Opposition parties have accused President Joseph Kabila of trying to extend his term through a proposed law that would require completion of a national census before elections are held.

Information Minister Lambert Mende said main opposition leader Vital Kamerhe is to blame for peddling rumors that the election would be postponed.

“What Mr. Kamerhe is saying is not true that the constitution is forbidding that any election be organized before or after the day of the end of the presidential mandate. I was saying that it is false he didn’t read the constitution [well], because if we lose our president if an accident occurs the constitution has already given provision that the election can be organized before the end of [the presidential] mandate,” said Mende.

Mende added it appears opponents of the government are misinforming the public to embarrass the administration.
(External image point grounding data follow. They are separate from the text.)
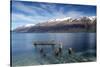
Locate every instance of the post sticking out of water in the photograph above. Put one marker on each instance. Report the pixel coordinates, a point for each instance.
(70, 51)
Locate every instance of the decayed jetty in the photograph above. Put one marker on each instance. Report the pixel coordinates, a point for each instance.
(58, 53)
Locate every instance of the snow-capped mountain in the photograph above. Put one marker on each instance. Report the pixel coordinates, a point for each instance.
(60, 24)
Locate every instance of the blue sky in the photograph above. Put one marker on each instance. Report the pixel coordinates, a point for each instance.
(34, 12)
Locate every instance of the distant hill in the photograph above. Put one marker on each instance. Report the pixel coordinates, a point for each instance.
(68, 24)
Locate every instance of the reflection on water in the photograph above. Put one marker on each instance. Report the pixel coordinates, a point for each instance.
(25, 53)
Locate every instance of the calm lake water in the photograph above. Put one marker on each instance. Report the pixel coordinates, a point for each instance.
(25, 53)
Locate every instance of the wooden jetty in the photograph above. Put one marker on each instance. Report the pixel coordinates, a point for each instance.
(45, 43)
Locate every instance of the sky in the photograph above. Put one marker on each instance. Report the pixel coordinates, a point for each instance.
(24, 12)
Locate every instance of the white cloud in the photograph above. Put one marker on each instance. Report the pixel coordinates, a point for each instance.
(75, 14)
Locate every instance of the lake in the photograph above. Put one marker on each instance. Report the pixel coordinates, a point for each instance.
(25, 53)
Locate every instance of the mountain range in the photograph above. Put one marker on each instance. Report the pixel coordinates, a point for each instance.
(67, 24)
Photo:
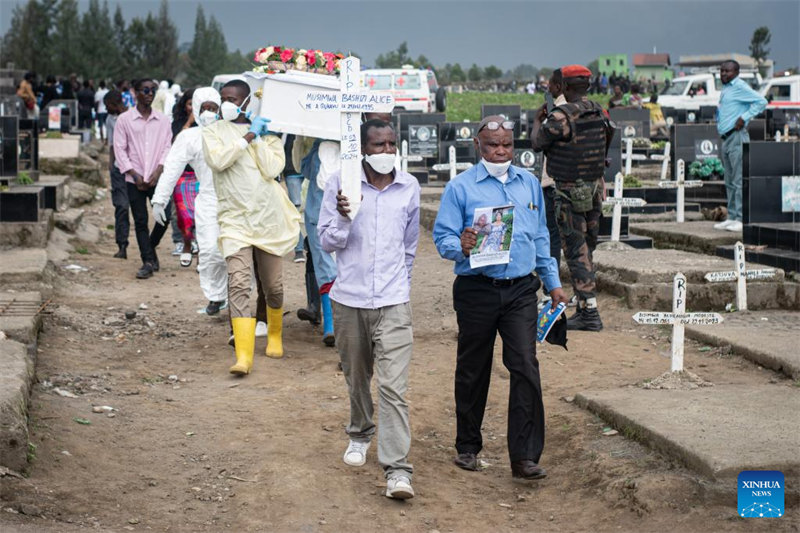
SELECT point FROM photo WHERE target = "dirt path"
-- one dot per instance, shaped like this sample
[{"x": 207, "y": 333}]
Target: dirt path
[{"x": 202, "y": 451}]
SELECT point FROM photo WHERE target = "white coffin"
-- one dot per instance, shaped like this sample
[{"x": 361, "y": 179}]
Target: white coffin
[{"x": 282, "y": 94}]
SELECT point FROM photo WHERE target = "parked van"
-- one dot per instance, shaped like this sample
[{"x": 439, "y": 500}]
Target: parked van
[
  {"x": 782, "y": 92},
  {"x": 413, "y": 89},
  {"x": 696, "y": 90}
]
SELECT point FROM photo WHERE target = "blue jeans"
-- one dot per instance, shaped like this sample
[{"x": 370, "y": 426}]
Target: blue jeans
[
  {"x": 294, "y": 184},
  {"x": 732, "y": 148}
]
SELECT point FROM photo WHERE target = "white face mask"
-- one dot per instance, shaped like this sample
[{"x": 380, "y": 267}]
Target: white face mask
[
  {"x": 207, "y": 118},
  {"x": 231, "y": 111},
  {"x": 382, "y": 163},
  {"x": 496, "y": 169}
]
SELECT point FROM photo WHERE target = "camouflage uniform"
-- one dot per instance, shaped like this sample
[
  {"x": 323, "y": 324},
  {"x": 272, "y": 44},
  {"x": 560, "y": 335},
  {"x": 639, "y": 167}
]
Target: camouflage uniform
[{"x": 578, "y": 228}]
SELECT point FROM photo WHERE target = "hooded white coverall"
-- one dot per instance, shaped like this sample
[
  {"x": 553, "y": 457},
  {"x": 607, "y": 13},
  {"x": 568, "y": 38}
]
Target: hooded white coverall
[
  {"x": 188, "y": 150},
  {"x": 254, "y": 211}
]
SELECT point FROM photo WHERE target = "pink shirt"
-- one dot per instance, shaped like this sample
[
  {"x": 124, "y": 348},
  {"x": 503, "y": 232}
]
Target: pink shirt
[{"x": 141, "y": 145}]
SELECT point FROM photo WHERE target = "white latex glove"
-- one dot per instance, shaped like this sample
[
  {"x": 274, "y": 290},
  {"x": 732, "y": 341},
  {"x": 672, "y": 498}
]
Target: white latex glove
[{"x": 159, "y": 213}]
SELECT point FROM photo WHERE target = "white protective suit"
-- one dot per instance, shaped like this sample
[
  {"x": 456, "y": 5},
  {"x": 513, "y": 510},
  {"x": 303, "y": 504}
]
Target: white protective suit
[
  {"x": 187, "y": 149},
  {"x": 253, "y": 208}
]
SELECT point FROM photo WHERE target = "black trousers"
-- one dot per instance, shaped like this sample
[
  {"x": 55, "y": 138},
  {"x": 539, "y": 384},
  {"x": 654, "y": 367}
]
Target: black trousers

“Yes it is what we have witnessed for I think one year or one year-and-a-half. This opposition led by Kamerhe is trying to confuse the public in Congo, I don’t know why,” said Mende.

He said the constitution also mandates the electoral commission to seek permission for a new date from the Constitutional Court to enable time if the electoral body is unable to meet the requirement to organize a fresh presidential poll.

“Let people not tell [untruth] to the people,” said Mende. “The government is ready to help the electoral commission to organize the election at the date that is written in the constitution. So, what the leader of the constitution is saying is not true.”

He called on the opposition not to create tensions, which he said could create instability.

“We are asking them to cool the situation. We are asking them not to make the people of Congo [afraid],” said Mende. “I don’t think what is the interest of real patriotic politicians to make their own people [afraid] it is something that we really blame them, [but] lucky enough we have enough mature people who are not following them at all,” he said.